Lawmakers introduced three variations of a slimmed-down gross receipts tax on businesses that, at least for the first four years, would raise much less new money than previous proposals.

And, for the first time, the joint committee on tax reform also formally entertained a different concept. That version would forgo any type of new gross receipts tax and instead raise more money by increasing the state’s existing corporate income tax.

The two directions illustrate a tactical split between Senate Democrats and more liberal House Democrats as they try to address the state’s short- and long-term budget crunches by imposing a new tax on businesses.

The state faces a $1.4 billion hole in its upcoming two-year budget and expects further budget pain in later years because of rapidly rising expenses, including growing pension costs for government employees and Medicaid costs for low-income residents.

Many House Democrats want a formal floor vote on some form of gross receipts tax, even if the bill is highly unlikely to pass the Senate and may even be voted down in the House.

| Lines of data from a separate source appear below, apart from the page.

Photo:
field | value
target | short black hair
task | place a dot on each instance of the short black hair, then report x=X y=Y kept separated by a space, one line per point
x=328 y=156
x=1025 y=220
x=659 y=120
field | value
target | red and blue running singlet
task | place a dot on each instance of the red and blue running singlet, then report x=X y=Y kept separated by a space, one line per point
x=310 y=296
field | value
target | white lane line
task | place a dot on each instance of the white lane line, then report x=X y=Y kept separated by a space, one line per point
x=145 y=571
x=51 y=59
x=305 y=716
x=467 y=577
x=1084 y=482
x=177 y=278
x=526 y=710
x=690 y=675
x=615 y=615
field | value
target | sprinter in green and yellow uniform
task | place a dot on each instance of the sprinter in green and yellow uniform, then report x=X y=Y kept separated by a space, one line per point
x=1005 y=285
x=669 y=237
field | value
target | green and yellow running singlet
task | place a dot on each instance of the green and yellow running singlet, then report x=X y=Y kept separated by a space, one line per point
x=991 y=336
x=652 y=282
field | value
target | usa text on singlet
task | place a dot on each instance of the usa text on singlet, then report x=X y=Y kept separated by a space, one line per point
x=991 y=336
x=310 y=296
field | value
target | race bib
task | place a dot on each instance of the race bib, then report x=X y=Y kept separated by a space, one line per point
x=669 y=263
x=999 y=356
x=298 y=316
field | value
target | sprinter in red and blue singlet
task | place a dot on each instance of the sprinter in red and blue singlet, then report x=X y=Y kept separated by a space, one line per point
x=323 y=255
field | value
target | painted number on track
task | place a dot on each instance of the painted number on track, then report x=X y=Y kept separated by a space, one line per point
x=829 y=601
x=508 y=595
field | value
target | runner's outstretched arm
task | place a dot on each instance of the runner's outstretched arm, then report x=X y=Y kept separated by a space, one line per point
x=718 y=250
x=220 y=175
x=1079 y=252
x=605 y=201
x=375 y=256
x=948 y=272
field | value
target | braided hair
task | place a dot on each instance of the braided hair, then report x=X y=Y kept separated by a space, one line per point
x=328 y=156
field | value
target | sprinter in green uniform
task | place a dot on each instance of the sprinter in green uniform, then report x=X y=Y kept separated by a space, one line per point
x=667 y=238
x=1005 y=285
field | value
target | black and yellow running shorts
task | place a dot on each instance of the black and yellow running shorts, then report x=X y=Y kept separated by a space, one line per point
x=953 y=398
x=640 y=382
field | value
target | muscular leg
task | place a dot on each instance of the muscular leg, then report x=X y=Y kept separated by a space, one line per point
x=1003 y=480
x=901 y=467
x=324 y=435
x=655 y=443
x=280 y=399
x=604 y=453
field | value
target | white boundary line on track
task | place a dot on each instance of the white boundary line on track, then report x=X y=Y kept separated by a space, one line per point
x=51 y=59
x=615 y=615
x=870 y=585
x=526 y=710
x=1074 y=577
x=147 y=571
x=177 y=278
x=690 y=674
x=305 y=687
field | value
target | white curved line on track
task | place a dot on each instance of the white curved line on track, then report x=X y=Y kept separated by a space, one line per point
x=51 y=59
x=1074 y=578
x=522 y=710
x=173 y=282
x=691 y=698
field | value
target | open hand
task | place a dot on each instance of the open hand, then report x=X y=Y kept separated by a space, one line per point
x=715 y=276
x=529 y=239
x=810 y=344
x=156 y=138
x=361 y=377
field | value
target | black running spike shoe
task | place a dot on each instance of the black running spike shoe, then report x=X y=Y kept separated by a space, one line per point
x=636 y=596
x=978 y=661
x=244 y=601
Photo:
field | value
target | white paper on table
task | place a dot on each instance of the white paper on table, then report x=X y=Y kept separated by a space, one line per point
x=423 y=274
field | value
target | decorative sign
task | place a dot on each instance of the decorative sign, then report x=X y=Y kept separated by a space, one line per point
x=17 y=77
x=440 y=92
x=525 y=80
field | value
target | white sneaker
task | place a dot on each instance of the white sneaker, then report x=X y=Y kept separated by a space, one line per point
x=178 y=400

Democrats need at least one Republican vote in both chambers for the new tax.

“What we need is a substantial, game-changing (tax) to raise enough revenue to fund our public services,” said Rep. Phil Barnhart, a Eugene Democrat and committee co-chairman. “Oregon is on the way to being a Third World country.”

Barnhart said it’s unclear, for now, which variation of the gross receipts tax the House might vote on. The plans vary from raising $410 million to $900 million in new revenues in 2017-19, but they all would raise about $1 billion when fully phased in in 2019-21.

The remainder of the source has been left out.